The repo, the wiki and the full whitepaper are linked at sarmalinux.com/products/slipstream and on github.com/sarmakska/slipstream[1]. The competitive positioning document is at STRATEGY.md[2]. The wiki has installation guides for every editor[3]. The MCP specification slipstream implements is at modelcontextprotocol.io[4].

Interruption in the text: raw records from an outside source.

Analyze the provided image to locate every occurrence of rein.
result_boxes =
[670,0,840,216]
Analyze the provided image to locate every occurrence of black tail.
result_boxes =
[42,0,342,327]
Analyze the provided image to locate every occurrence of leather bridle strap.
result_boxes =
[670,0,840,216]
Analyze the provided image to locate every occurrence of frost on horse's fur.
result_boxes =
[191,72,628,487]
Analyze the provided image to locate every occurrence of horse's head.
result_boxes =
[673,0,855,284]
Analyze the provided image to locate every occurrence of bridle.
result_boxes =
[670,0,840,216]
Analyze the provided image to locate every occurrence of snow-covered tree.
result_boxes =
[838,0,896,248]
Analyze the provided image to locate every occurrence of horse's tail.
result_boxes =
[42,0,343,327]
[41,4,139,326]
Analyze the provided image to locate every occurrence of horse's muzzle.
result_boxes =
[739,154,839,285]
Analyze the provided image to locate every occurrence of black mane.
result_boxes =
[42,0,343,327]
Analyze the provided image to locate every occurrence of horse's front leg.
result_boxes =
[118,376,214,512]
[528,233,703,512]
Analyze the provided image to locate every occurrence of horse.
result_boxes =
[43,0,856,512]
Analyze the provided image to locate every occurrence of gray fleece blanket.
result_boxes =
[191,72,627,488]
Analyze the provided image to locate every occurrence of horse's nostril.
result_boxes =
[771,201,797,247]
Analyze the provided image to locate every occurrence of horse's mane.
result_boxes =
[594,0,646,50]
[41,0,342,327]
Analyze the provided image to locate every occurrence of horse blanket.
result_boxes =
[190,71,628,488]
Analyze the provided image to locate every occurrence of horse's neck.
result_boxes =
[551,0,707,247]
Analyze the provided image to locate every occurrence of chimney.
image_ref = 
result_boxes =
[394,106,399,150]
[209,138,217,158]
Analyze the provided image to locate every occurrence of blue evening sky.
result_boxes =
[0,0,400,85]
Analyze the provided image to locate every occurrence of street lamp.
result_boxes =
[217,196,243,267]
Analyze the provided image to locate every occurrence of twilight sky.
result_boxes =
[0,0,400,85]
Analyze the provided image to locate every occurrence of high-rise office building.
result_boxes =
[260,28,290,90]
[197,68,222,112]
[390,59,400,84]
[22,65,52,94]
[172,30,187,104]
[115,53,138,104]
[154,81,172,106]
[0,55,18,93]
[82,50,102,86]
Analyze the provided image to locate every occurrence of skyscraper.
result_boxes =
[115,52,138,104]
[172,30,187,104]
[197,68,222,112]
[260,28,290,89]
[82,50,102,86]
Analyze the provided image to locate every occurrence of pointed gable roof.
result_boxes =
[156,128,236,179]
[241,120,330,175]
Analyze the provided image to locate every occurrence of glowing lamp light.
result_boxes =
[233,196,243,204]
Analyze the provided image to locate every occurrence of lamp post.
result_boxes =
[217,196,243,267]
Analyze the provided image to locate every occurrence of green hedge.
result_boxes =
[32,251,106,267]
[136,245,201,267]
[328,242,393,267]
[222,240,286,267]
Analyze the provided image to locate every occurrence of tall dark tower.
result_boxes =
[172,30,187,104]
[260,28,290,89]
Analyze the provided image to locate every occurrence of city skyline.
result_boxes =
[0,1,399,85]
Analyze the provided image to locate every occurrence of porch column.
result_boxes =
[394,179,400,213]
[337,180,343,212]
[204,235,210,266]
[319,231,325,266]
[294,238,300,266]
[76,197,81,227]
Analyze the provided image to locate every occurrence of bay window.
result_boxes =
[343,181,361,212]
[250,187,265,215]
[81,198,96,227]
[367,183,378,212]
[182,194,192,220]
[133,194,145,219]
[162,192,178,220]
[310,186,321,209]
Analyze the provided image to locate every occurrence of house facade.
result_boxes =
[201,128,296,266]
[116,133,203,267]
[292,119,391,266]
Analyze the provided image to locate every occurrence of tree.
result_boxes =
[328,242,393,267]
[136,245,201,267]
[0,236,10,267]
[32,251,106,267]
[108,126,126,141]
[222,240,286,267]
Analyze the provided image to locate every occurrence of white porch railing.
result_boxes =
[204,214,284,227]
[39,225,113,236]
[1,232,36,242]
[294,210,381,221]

Closest peers worth comparing against on your own work: Cline[5], Continue[6], Aider[7], LangSmith[8] and Helicone[9]. They are all good. They solve adjacent problems. Slipstream chose a different lane on purpose.
Two months from first commit to v1.0. Eleven tagged releases in one Saturday. 321 tests, CI green. The repo is open.
---
A note on this post
The numbers, code excerpts, and commit hashes referenced are real and verifiable in the linked repository. The token-savings figures are produced by the checked-in benchmark script described above and can be regenerated on any clone. Where this post draws on third-party tools or competitors, citations link to the primary source.